Breaking into the root account

  • you need physical access or access to the bootloader in some way
  • you need a system that does not require a power on password (or a way to reset it like removing the CMOS battery and draining the capacitors)
  • 2 seconds of googling because every distro that isn’t RH approved is less predictable than tainted dog water when it comes to the system behaving how anyone actually expects it to.

On a RH system (RHEL, CentOS, Fedora), we can reset the root password easily and reliably.

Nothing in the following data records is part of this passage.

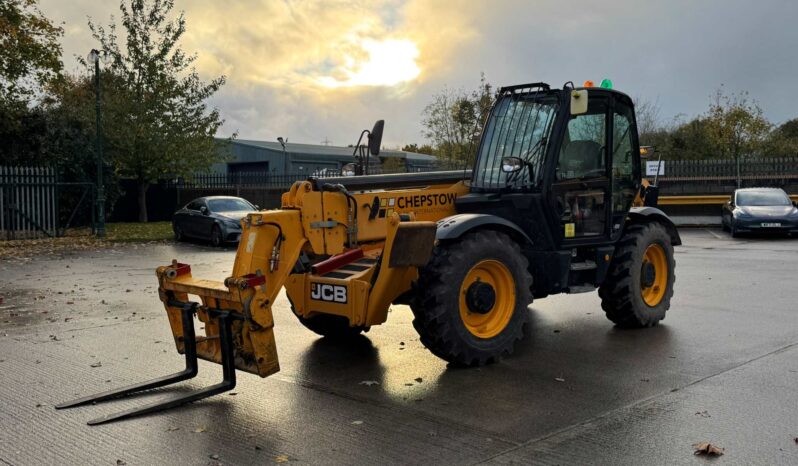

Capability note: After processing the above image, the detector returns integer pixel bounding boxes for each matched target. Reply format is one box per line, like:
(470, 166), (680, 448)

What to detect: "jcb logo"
(310, 283), (346, 304)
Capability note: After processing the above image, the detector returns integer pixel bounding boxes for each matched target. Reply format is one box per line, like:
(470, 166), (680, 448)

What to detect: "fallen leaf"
(693, 442), (724, 456)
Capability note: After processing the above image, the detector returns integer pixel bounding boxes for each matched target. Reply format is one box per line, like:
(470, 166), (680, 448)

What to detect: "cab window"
(557, 99), (607, 180)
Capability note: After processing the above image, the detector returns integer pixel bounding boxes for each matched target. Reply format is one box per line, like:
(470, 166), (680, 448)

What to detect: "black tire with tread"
(410, 230), (532, 366)
(599, 222), (676, 328)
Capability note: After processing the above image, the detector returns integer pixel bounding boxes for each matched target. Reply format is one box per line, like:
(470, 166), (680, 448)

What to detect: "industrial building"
(213, 139), (437, 175)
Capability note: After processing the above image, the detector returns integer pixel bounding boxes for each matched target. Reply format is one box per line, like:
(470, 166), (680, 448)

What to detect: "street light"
(87, 49), (110, 238)
(277, 136), (288, 175)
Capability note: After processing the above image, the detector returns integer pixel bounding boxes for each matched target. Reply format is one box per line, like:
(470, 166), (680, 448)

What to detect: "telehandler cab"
(57, 83), (681, 424)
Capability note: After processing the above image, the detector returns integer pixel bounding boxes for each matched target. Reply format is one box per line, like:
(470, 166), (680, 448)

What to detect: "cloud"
(41, 0), (798, 145)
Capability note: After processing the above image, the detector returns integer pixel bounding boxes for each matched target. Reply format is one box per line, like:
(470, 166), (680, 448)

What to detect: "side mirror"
(640, 146), (654, 159)
(369, 120), (385, 155)
(502, 157), (524, 173)
(571, 89), (587, 115)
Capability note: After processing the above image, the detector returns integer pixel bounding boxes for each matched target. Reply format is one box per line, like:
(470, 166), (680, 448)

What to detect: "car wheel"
(211, 225), (224, 248)
(172, 225), (186, 241)
(729, 220), (740, 238)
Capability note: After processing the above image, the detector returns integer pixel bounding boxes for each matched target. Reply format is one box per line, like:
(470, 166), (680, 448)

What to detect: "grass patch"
(105, 222), (175, 243)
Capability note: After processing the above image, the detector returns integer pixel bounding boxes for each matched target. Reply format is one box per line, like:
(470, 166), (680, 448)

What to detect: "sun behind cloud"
(318, 39), (421, 88)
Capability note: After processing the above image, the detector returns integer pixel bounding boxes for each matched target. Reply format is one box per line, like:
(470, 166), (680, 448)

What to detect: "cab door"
(610, 94), (641, 240)
(551, 92), (611, 245)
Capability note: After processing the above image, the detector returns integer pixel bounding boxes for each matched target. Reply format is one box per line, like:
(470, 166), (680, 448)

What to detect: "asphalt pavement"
(0, 229), (798, 465)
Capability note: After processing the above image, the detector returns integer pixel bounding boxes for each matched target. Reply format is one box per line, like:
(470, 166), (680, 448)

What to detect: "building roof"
(232, 139), (437, 162)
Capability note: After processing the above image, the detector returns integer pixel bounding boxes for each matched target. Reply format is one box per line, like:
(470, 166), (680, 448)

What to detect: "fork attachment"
(55, 300), (243, 425)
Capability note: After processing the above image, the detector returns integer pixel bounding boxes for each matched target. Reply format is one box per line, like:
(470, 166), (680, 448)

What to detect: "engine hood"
(737, 205), (796, 217)
(214, 210), (249, 222)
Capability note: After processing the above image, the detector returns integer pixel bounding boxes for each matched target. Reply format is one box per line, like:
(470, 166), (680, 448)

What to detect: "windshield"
(208, 199), (255, 212)
(737, 191), (791, 206)
(472, 94), (558, 188)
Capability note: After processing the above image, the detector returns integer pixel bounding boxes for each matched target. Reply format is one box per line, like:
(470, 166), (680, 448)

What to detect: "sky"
(40, 0), (798, 147)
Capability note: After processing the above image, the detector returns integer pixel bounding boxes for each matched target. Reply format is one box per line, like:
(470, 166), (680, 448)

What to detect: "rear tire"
(410, 231), (532, 366)
(599, 223), (676, 328)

First, enter the grub splash screen. Every distro does this differently but most of the time you can either spam the arrow keys or hold shift/escape while the system is booting. It will look like this:

The grub splash screen

Go to the top entry (this is usually the most recent kernel) and press the e key to edit the grub entry. You will be presented with an editable version of the boot options. It will look like this:

Grub boot options for a fedora linux system

Move the cursor to the end of the line that starts with linux and append rd.break. Press control+x to boot the system using your new, temporary boot options. Once edited, it should look something like this:

Modified grub boot options to include rd.break

The system will now boot into emergency mode. We have two options: press the enter key to open a shell or press Control+d to break and reboot into a normal, multiuser runlevel. For our purposes, we should enter a shell.

Linux booted into emergency mode

Once we get a shell we can run a couple of commands to do a bit of clandestine “maintenance” on the system. When we are finished, we can reboot the system and gain root access using our new password.

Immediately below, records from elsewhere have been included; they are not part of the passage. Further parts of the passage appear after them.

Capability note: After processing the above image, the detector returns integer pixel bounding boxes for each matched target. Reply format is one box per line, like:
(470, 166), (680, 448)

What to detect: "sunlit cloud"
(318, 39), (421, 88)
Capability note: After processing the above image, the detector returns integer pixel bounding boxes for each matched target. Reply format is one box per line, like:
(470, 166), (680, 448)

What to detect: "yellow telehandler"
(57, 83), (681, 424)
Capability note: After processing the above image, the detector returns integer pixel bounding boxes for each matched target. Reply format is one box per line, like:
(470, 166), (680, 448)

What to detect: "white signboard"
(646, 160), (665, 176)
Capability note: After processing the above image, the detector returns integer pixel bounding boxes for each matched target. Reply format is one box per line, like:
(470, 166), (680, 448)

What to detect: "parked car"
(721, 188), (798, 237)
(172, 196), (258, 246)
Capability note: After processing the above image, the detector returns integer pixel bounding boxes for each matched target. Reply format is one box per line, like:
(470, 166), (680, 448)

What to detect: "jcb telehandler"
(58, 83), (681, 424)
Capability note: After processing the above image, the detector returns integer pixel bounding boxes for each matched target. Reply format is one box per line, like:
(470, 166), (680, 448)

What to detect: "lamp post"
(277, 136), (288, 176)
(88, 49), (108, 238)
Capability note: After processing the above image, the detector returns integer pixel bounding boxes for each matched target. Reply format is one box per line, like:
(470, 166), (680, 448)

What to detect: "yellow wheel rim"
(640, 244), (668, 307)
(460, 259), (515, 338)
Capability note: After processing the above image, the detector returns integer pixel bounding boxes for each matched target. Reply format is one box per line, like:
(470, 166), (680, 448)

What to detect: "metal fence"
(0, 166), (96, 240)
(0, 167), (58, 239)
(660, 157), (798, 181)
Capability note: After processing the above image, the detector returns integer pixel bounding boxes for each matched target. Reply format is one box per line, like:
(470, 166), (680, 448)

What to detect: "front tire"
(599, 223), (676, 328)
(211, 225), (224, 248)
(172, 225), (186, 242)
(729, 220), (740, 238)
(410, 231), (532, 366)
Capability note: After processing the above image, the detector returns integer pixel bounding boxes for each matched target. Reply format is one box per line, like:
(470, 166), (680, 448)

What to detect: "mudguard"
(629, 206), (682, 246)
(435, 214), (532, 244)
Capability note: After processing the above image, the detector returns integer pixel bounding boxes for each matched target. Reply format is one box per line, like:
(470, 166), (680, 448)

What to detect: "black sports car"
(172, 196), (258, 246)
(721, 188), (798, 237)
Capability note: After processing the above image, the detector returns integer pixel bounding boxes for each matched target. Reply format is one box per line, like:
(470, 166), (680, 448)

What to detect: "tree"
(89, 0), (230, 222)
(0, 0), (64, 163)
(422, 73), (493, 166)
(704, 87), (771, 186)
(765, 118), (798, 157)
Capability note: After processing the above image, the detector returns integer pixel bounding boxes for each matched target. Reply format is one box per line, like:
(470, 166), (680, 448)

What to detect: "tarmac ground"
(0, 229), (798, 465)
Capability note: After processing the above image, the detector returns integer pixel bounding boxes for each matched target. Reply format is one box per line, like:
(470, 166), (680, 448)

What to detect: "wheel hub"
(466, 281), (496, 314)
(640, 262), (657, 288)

Shell commands for resetting the root password (text block below)

First we remount the root partition read write, then we chroot into the root partition (the actual path for chroot will vary depending on distro), then we run the passwd command, create the /.autorelabel file so that SELinux can relabel the system, exit, and reboot.

Press Enter for maintenance
(or press Control-D to continue): 
sh-5.2# mount -o remount rw /sysroot
sh-5.2# /sysroot/usr/sbin/chroot /sysroot
sh-5.2# pwd
/
sh-5.2# whoami
root
sh-5.2# passwd
Changing password for user root. 
New password:
Retype new password:
passwd: all authentication tokens updated successfully.
sh-5.2# touch /.autorelabel
sh-5.2# exit
exit
sh-5.2# reboot

On some distributions, rd.break in the grub config will not work so instead you can change the line to linux ($root)/vmlinuz-x.y.z root=UUID=x-x-x-x-x rw init=/bin/bash. This method is a bit messier but you won’t have to do any chrooting.

Conclusion

To protect yourself from clandestine system maintenance, you should always use full disk encryption. A bad actor cannot boot the system into recovery mode if he cannot even unlock the encrypted volumes. Transparent “full disk encryption” like shiltocker is not good enough because it is oftentimes trivial to bypass: Breaking Bitlocker - Bypassing the Windows Disk Encryption.

In addition to full disk encryption, user passwords should be strong and hard to crack. Use a pass sentence instead of a password. Make it long, include words that don’t exist in a dictionary, use extra characters and numbers to increase entropy.

Secure your hardware. Secure your software. They can’t get root if they have to beat it out of you with a rubber hose.